PGI condemns Mariam Awaisu’s arrest, says law should protect activists, not abusers

The National Coordinator of Proactive Gender Initiative (PGI), gender-based non-governmental organisation in Abuja,  Barr. Esther Uzoma, has called for the protection of activists in the forefront against sexual predators and their sponsors.

Uzoma made the call in the wake of the arrest and detention of Maryam Awaisu in Kaduna state over  the trending hashtag, #ArewaMeToo on Twitter, which detailed the experiences of Twitter users with sexual assaults.

“It is a misnomer that those in the vanguard against sexual abuse and working really hard to bring to fore the grave danger young women and girls face are now the ones being hounded by the law.

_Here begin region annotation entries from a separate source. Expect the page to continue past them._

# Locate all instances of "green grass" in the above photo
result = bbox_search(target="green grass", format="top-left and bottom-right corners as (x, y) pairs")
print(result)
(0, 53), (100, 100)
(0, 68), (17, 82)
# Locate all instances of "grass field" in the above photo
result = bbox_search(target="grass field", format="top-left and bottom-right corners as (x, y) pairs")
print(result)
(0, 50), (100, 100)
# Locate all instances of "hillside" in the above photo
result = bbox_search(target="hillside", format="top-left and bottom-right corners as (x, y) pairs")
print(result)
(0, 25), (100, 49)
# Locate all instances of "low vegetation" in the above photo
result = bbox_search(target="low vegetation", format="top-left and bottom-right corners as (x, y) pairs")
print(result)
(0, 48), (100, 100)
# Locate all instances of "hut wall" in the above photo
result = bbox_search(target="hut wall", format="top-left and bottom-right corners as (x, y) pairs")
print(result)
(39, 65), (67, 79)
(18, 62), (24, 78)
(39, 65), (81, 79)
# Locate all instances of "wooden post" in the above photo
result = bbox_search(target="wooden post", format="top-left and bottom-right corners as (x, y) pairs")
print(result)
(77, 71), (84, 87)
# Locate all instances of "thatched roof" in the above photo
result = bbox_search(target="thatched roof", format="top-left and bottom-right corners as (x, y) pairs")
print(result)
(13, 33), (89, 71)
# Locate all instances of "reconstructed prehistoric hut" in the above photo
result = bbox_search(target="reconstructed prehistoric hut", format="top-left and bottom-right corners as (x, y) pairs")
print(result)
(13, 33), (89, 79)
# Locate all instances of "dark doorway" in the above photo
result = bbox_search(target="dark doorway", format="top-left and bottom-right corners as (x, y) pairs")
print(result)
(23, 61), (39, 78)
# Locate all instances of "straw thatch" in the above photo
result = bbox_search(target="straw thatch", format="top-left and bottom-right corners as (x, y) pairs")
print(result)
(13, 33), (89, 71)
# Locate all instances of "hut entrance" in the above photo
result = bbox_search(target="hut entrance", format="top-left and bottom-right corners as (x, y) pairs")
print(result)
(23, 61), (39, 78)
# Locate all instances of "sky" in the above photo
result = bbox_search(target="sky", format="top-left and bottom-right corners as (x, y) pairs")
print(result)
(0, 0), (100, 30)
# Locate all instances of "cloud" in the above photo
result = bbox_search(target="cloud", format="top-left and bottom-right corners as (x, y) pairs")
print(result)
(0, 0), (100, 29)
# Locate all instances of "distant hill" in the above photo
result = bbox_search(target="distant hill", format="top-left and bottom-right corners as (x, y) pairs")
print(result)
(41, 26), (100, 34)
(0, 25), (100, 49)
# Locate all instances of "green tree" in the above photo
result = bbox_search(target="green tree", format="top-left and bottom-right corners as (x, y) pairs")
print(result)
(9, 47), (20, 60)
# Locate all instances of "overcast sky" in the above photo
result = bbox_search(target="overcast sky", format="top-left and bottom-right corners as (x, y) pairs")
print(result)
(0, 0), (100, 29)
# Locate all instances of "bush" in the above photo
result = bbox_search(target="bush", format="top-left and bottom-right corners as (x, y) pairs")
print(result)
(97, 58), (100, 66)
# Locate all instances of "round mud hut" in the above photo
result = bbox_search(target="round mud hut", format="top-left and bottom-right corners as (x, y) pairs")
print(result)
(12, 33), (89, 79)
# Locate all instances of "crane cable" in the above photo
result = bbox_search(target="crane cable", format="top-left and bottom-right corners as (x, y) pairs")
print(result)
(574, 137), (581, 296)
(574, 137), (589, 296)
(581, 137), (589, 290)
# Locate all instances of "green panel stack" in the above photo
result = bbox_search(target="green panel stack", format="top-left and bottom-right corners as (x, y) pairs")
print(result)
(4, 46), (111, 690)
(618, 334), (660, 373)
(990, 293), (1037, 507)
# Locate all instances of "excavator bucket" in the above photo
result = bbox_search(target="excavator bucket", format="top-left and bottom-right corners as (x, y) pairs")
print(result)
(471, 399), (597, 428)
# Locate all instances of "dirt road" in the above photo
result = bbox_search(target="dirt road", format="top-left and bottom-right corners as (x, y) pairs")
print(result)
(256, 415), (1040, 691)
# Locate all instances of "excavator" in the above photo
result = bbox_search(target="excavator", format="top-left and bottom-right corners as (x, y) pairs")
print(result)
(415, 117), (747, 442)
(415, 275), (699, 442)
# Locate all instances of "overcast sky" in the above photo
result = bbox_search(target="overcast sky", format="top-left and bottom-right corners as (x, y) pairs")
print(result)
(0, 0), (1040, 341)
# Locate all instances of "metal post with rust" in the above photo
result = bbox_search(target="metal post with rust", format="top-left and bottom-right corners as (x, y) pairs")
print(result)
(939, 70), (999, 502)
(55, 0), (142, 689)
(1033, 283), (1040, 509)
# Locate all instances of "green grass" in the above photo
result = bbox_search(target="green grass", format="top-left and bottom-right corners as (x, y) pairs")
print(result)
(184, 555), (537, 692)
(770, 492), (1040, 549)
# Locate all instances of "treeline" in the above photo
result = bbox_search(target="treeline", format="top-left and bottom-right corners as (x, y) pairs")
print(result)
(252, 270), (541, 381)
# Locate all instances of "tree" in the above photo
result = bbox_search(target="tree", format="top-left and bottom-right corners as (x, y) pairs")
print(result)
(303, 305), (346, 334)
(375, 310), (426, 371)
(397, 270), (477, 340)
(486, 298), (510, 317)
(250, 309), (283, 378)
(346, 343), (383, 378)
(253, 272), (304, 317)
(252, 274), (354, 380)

“The criminal justice system should rather be activated to protect those serving communities and ensuring that abusers, sexual or otherwise, face the full weight of the law,” Uzoma said in a statement on Thursday in Abuja.

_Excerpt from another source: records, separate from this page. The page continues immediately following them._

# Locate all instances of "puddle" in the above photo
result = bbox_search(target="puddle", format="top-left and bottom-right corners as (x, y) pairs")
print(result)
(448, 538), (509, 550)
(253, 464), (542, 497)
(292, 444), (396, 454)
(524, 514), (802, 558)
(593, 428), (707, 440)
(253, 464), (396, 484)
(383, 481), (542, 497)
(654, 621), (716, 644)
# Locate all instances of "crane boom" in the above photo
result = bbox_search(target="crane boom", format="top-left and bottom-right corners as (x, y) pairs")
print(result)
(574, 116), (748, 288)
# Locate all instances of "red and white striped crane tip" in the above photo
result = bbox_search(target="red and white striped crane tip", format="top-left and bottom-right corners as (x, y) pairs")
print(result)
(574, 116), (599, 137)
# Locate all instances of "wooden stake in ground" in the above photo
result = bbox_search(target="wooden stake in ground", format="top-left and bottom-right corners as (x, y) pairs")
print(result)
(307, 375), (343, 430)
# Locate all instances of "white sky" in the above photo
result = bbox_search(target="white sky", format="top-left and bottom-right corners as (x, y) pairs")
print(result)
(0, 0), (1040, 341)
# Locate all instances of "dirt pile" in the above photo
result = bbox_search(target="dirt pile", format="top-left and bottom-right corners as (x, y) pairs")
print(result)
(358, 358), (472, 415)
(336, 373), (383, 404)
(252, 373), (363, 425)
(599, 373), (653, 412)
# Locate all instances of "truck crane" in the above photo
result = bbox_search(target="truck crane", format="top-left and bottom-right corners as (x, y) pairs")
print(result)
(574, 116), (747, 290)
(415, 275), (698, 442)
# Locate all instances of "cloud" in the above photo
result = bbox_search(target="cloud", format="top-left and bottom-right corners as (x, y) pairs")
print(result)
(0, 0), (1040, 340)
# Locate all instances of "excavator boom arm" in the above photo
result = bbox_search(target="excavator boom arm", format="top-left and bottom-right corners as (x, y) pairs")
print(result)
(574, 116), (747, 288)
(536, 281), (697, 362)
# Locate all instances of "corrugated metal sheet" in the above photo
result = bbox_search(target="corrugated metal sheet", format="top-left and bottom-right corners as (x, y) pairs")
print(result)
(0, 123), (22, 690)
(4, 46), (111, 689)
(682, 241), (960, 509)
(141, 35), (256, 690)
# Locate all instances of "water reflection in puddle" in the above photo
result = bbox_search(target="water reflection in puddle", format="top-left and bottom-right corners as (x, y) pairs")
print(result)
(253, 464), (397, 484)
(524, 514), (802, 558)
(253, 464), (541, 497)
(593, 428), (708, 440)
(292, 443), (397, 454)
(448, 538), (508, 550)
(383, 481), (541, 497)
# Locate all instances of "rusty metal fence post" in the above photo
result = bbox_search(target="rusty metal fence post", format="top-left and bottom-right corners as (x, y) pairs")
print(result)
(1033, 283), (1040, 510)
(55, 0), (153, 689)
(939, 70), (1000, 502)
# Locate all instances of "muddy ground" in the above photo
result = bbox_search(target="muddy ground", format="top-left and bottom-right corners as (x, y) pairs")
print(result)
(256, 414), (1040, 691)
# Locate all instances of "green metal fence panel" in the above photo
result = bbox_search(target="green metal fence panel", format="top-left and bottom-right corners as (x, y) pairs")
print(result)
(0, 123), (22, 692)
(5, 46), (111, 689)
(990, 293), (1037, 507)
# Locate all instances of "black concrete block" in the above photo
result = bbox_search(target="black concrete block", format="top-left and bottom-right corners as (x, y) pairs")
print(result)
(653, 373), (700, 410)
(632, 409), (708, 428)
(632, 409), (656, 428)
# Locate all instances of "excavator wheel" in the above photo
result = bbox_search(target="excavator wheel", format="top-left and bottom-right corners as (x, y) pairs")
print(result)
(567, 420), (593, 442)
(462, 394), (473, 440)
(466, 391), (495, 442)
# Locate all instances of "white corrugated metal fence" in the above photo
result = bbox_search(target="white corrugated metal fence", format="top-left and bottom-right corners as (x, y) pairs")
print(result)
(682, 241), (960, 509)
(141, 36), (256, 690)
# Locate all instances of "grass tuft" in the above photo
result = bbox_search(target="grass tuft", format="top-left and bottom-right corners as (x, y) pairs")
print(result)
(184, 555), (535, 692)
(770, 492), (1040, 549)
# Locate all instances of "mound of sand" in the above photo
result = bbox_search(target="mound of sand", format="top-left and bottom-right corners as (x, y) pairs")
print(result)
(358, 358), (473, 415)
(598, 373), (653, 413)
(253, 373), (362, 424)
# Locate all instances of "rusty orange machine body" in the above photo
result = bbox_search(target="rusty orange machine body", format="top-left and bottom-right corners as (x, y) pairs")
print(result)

According to the rights activist, it was a shame that Awaisu could be treated as a common criminal rather than be protected and celebrated for standing up for vulnerable ladies and girls in northern Nigeria.

She stressed that without the backing of law enforcement agencies against incidences of rape, physical abuse and traditional harmful practices, cases of incest and unwanted pregnancies will continue to be on the rise, thereby putting the moral fabric of society in serious danger.

“To tell you how increasingly decadent society has become, the 13-year-old girl who was impregnated by her father just gave birth to a baby girl in Benin City, Edo State. If people like the girl’s father, Friday Moses, are not made examples of, other pedophiles and their likes will be emboldened.

“The law must be seen to work for the vulnerable, the oppressed and marginalized. Anything other than this, it is a Hobbesian state, where only the fittest survive.

“Here in the FCT, Abuja, we have had our own share of such sordid happenings and despite the funding challenge, we remain committed to helping abused women.

“But we know the courts, especially the police can do more and should do more,” Uzoma said.